The recovery among Industrial stocks is more easily explained than gold’s resurgence. The sector notched the fourth best performance during the quarter, trailing Technology, Financials, and Communications. Technology and Communications benefited from continuing artificial intelligence (AI) excitement with Nvidia and Meta leading the way, while rates remaining higher for longer supported bank margins. The Industrial sector’s performance reflected several factors, including reshoring due to US-China tensions, solid economic performance, and money/incentives made available through the Inflation Reduction Act, the Infrastructure Investment and Jobs Act, and the CHIPS and Science Act. “Total Construction Spending: Manufacturing in the United States” demonstrates the dramatic effect these factors have had on manufacturing construction in the US. “In 2023, construction spending on new manufacturing facilities more than doubled compared with 2022,” said Niels Graham in an article for the Atlantic Council. “Companies spent, on average, $16.2 billion dollars a month building new production facilities.”1
Eventually, construction leads to production, and we may have seen the first signs. The Institute for Supply Management (ISM) PMI reading was 50.3 for the month of March, indicating expansion, and was well ahead of February’s contractionary reading of 47.8.2
Outlook
Despite the delayed rate cuts, the good news is that performance broadened as economic resilience boosted sentiment across a variety of sectors. Of course, over the long run, interest rate stability engendered by a steadily growing economy beats rate cut catnip. The first quarter continued some of the 2023 Magnificent Seven trends, with AI semiconductor star Nvidia maintaining its torrid pace, rising over 80%. Meta, Amazon, and Microsoft also performed strongly, outpacing the broad market. Alphabet appreciated by single digits. Apple and Tesla shares declined during the quarter, with Tesla falling nearly 30%. Nvidia, Meta, Amazon, and Microsoft combined contributed roughly half the return of the S&P 500.3 Since the days of the BRICs, a group of stocks or markets that move in sync must have a nickname; will the Fab Four’s momentum continue, or will they succumb to the forces that sidelined Apple and Tesla? We view those forces as: 1) valuation; 2) modest to disappointing earnings growth trajectories; 3) regulatory risk. Apple’s growth has been pedestrian for the past couple of years and looks set to continue, making its historically high valuation problematic. Tesla’s sales volume and earnings fell short of expectations, making its stratospheric valuation even more so. From a regulatory perspective, Tesla’s self-driving functions seem to always be under the microscope. In March, the EU fined Apple $2 billion for breaking anti-trust rules with its app store. Meanwhile, the US Department of Justice (DoJ) launched a case against the company for monopolizing the cell phone market.

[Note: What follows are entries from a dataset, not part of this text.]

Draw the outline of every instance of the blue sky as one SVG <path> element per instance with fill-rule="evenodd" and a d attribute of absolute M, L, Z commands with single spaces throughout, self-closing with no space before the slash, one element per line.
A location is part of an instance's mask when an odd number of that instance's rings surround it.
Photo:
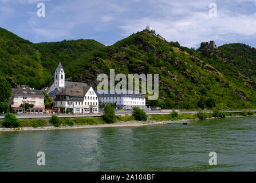
<path fill-rule="evenodd" d="M 38 17 L 38 3 L 45 17 Z M 217 17 L 210 17 L 210 3 Z M 169 41 L 198 47 L 256 47 L 256 0 L 0 0 L 0 27 L 34 43 L 93 39 L 111 45 L 151 25 Z"/>

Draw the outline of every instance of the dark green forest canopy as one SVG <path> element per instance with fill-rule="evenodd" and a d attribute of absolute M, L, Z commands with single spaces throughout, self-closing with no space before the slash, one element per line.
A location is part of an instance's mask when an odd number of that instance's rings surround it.
<path fill-rule="evenodd" d="M 94 87 L 97 74 L 111 69 L 127 76 L 159 74 L 159 98 L 147 103 L 170 109 L 256 108 L 255 56 L 244 44 L 195 50 L 148 31 L 106 46 L 92 39 L 35 44 L 0 28 L 0 74 L 18 84 L 50 86 L 60 61 L 66 80 Z"/>

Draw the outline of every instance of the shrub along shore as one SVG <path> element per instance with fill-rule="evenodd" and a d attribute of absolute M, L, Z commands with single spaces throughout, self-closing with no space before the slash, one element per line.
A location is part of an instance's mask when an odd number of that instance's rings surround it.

How do these forces line up for the Fab Four? When it comes to earnings, most companies would kill for the growth these companies are forecasted to achieve over the next four years, ranging from a low of 17% annualized for Microsoft to a high of 39% for Nvidia.4 Price to earnings ratios range from a low of 24.6x for Meta to 43.5x for Amazon, whose earnings growth is estimated at 29% annualized. Given the strength of their business models and undeniable competitive advantages, valuations for the Fab Four strike us as supportable.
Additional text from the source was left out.